Neonatal seizures are common but are often clinically silent, meaning they may not present with obvious signs like in adults. EEG is essential for detecting these seizures, as it can capture subtle changes in brain activity that are not visible clinically.

Types of Seizures:

Focal Seizures: These are much more common in neonates than generalized seizures. Focal seizures often start in one specific area of the brain and may evolve, spreading to other regions over time. The sharp wave morphology may remain in the same location or spread during the seizure.

Generalized Seizures: These are rare in neonates but can occur. Generalized seizures usually affect both hemispheres simultaneously. These seizures are often more difficult to detect but can be identified by widespread spike-wave complexes in the EEG.

Seizure Characteristics:

Low-Amplitude and Long Sharps: Seizures in neonates can appear as low-amplitude, long-duration sharp waves, which might be easy to overlook. These waves are typically rhythmic and periodic, which sets them apart from normal transients that are less rhythmic and more variable.

Desaturation Events: Seizures may be accompanied by brief drops in oxygen saturation, known as desaturation events, which are subtle clinical findings that can help identify a seizure. Monitoring oxygen levels alongside EEG is important in detecting silent seizures.

5. Example of a Right Hemispheric Onset Neonatal Seizure

An example of a right hemispheric onset neonatal seizure would show sharp waves or spikes originating from the right hemisphere. Initially, these waves may be localized to a small region, but as the seizure progresses, they may spread to the surrounding areas and across the midline to the opposite hemisphere. This spread of activity is a hallmark of seizures and can help differentiate them from normal developmental transients.

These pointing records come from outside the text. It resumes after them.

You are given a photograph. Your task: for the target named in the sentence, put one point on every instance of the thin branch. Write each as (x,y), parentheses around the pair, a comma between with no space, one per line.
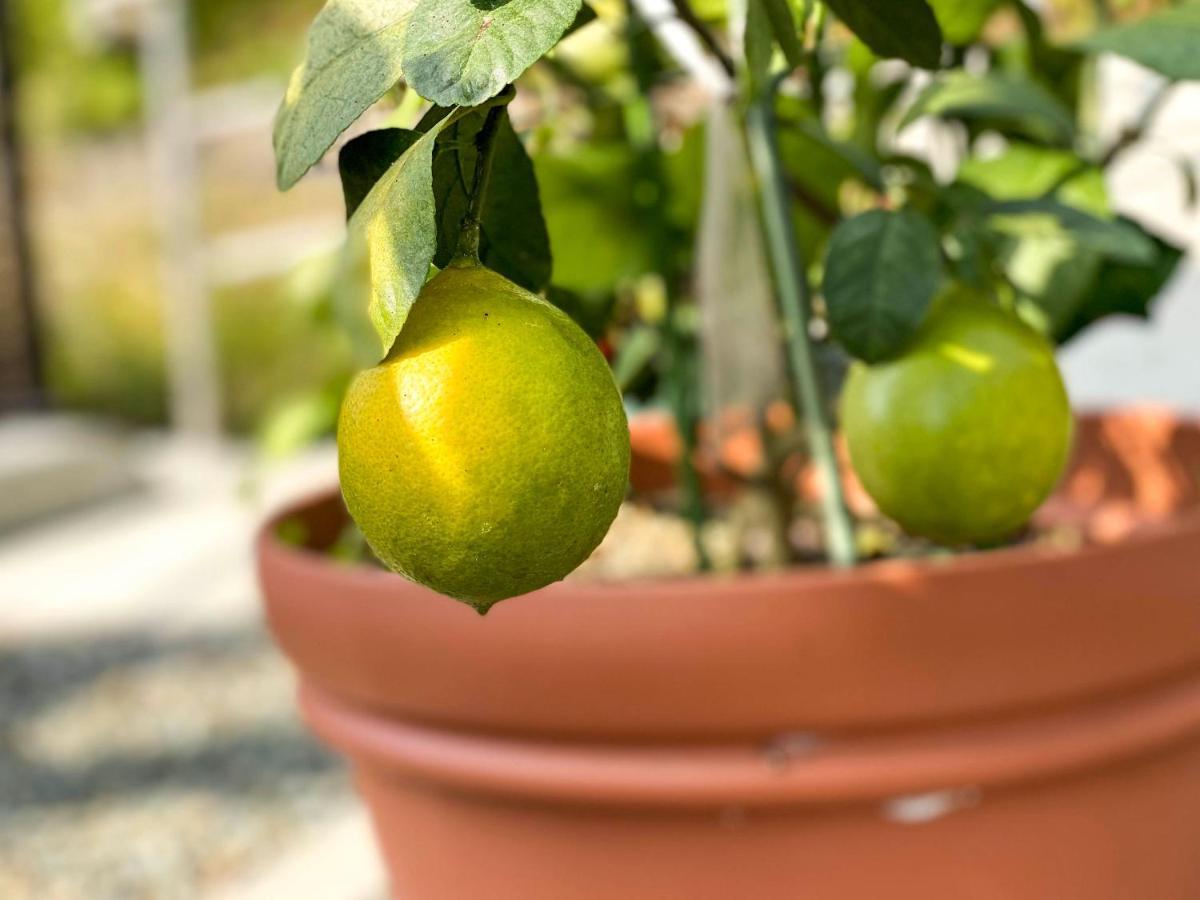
(792,291)
(485,145)
(1135,132)
(688,16)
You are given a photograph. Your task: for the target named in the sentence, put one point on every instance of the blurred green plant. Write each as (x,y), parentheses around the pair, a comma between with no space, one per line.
(1008,195)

Key Points to Keep in Mind:

  • Normal vs. Abnormal: While sharp waves and rhythmic activity are common in neonates, especially in the first months of life, certain features—like excessive or asymmetric discharges, persistent rhythmicity, and evolution over time—may indicate a seizure or pathological condition. Properly distinguishing between normal transients and epileptiform activity requires careful consideration of the timing, location, and progression of the discharges.
  • Clinical Monitoring: Because neonatal seizures can be silent, monitoring both EEG and clinical signs is essential. Subtle seizures may go unnoticed without EEG monitoring, and early detection is important for timely intervention.
  • Awake vs. Sleep States: Be cautious about sharp waves seen during the awake state or active sleep after 42 weeks PMA, as they are more likely to be abnormal. In younger neonates, these sharp waves are often part of normal development, but after this point, they should be more closely scrutinized.